No, sorry. It’s not just hot. It’s really, really HOT! With a side order of caliente. Now, I like hot weather as much, if not more than, the next guy, but I don’t like it when the temperature reaches over 85 degrees INSIDE the house I’ve got to sleep in. Now, you’d think that when someone lives in the modern age and has access to the technological wonders of both central air conditioning and electricity, they would USE them to make their homes more comfortable, wouldn’t you? Especially when they have guests, right?

Well, not if we’re talking about my in-laws, I guess.

I now understand that my mother-in-law wasn’t trying to make a joke last week. You see, she’s gotten so used to the heat here that any temperature below 80 is truly considered cold enough to freeze grain alcohol and warrants two layers of clothing and possibly a hat. Since we’ve gotten here, she’s been constantly sneaking around behind us turning off the ceiling fans because she’s cold. Meanwhile, HoBiscuit, the MightyBaby and I have all been sweating so heavily that you can tell where we’ve been by following our footstep-sized puddles. Well, you could if they didn’t evaporate so fast. And the next person to say, “At least it’s a dry heat.” is going to get a swift kick to the nads.
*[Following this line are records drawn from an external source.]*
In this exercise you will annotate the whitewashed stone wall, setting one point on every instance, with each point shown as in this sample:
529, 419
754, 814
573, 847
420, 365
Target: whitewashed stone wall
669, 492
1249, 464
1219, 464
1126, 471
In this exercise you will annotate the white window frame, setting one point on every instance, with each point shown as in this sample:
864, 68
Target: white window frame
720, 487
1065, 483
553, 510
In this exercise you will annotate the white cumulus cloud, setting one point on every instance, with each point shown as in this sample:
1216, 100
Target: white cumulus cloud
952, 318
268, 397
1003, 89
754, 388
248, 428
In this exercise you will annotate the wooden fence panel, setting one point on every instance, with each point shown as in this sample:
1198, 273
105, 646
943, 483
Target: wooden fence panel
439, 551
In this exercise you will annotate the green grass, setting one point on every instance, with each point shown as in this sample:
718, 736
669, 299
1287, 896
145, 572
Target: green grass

Unless they bring me an icy, cold drink. Then they get a kiss.

Of Airplanes, Babies & Walmart

Flying with a baby is not fun.

On the plane to Arizona Saturday, MightyBaby behaved pretty well. She cried only a little bit and fussed only when she was hungry or tired. Unfortunately for HoBiscuit and I, MightyBaby didn’t like the idea of sleeping in flight and it took a lot of effort to get her to calm down and sleep instead of trying to walk at 30,000 feet or climb over the back of the seat of the guy trying to read his paper in front of us. When she finally went to sleep the flight attendant asked us if we wanted to celebrate with some alcohol… on her.

People applauded as we left the plane.

Actually, it wasn’t really that bad and MightyBaby was good for almost the entire flight. No screaming fits or bawling tears for her. She just fussed a little bit when she couldn’t get comfortable whenever we tried putting her to sleep. All in all, it was a very easygoing and mostly enjoyable trip. Except for needing to change her poopie diaper at 30,000 feet in the teeny, tiny bathroom compartment during turbulence.

I don’t think my hand will ever be clean again.

Now that we’re in Arizona though, we had to go to where HoBiscuit insisted all the locals go. That’s right, a Walmart Supercenter. When we first got inside I thought HoBiscuit would go into apoplectic shock. The store was huge! With dozens and dozens of choices of each type of item you might ever want. As an example of how in awe she was of Walmart, I give you the bacon aisle. When HoBiscuit saw a literal WALL of bacon, with about 50 choices of brand and another 5 or so choices within each brand, I believe she actually had an orgasm. She couldn’t stop talking about all the lovely, sweet bacon they had. And at such amazingly low prices.

Our actual conversation went something like this;

“OK, HoBiscuit. Your eyes are so big right now, they’re going to pop out of your skull. Let’s try to reel in your glee at being in such a big place a little and focus on the stuff we need, like diapers, baby food, some shampoo…”
ZOMG!!! BACON!
“Oh, dear lord.”
“GeekMan, look! Their bacon shelf space alone is bigger than our entire supermarket is back home!”
“Honey, we really need to get what we came for and get back to your parents’ place before the MightyBaby misses you and starts crying.”
“You aren’t listening! This is a Wall of Bacon!”
“Yes, yes. I heard you the first…”
“NO! Listen to me. This is Bacon! A giant, superhuge aisle devoted to sweet, succulent, tasty bacon. And it’s all so cheap!”
“I know how much you like bacon, but…”
“This is… [sob] it’s just the most beautiful thing I’ve ever seen.” [snif]
“Are you crying?”
“No. No, I’ve just got something in my eye.”

Well, at least I know where to take her on our twentieth anniversary.